- Newtown Location of Newtown within County Westmeath in Ireland
- Coordinates: 53°23′4″N 7°23′52″W﻿ / ﻿53.38444°N 7.39778°W
- Country: Ireland
- Province: Leinster
- County: County Westmeath
- Irish grid reference: N401372

= Newtown, County Westmeath (civil parish) =

Civil parish in County Westmeath, Ireland

Newtown is a civil parish in County Westmeath, Ireland. It is located about 16 km south of Mullingar.

Newtown is one of eight civil parishes in the barony of Moycashel in the province of Leinster. The civil parish covers 10248.8 acre.

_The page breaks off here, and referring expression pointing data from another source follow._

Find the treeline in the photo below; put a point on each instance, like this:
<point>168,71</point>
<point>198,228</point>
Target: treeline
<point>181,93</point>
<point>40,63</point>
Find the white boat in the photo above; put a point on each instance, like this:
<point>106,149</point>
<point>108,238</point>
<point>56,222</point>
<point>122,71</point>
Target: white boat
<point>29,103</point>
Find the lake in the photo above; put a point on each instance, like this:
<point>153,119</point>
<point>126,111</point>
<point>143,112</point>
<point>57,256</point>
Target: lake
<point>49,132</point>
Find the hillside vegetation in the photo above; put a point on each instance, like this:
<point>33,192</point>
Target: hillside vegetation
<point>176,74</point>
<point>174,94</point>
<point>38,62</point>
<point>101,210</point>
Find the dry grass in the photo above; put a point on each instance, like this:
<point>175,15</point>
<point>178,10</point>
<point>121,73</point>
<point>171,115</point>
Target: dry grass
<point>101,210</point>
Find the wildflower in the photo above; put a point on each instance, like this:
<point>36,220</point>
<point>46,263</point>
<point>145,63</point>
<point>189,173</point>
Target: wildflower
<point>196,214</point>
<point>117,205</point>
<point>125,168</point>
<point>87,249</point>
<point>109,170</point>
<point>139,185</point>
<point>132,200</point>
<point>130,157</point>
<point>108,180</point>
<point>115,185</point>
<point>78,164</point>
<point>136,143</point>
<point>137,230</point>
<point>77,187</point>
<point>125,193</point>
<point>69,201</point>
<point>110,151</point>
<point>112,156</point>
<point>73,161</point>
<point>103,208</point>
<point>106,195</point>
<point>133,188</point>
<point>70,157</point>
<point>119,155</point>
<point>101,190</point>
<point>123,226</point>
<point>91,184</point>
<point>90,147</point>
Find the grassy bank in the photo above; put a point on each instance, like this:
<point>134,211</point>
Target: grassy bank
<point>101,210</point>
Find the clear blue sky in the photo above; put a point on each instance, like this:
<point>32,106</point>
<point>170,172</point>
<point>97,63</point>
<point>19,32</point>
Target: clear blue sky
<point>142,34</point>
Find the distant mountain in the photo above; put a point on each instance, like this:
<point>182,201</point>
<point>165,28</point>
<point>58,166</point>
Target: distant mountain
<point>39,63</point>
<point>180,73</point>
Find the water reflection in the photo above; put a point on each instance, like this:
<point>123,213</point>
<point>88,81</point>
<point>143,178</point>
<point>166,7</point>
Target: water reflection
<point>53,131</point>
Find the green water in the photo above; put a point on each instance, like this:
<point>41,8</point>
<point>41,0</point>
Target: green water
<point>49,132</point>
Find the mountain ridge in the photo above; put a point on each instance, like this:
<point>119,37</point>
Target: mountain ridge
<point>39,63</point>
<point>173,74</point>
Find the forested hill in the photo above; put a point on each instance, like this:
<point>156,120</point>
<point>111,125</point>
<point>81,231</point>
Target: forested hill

Newtown civil parish comprises three population centres – Ballynagore; Killavally; and Tyrrellspass (barony of Fartullagh) – and 24 townlands: Aghanamanagh aka Commeenlonagh; Aghyrassy; Ardmorney; Ballykilmore; Ballymachugh; Cloncrow; Cloncullen; Clonyhague; Cornaher; Cumminstown, Cumminstown; Garryduff, Garryduff; Higginstown, Higginstown; Kilcloghan; Killavally; Knockmore; Knockycosker; Loughanlewnaght; Newtownlow; Rahinashene and Spittaltown; Rahinashurock; Rahincuill; Rahinmore; Rathgarrett; and Torque. The townlands of Ballykilmore, Rahincuill and Rathgarrett are in the barony of Fartullagh.

The neighbouring civil parishes are: Castlelost and Clonfad (both in the barony of Fartullagh) to the north, Croghan (County Offaly) to the east, Rahugh (barony of Moycashel) to the south, Kilbeggan (Moycashel) to the west and Castletownkindalen to the west and north.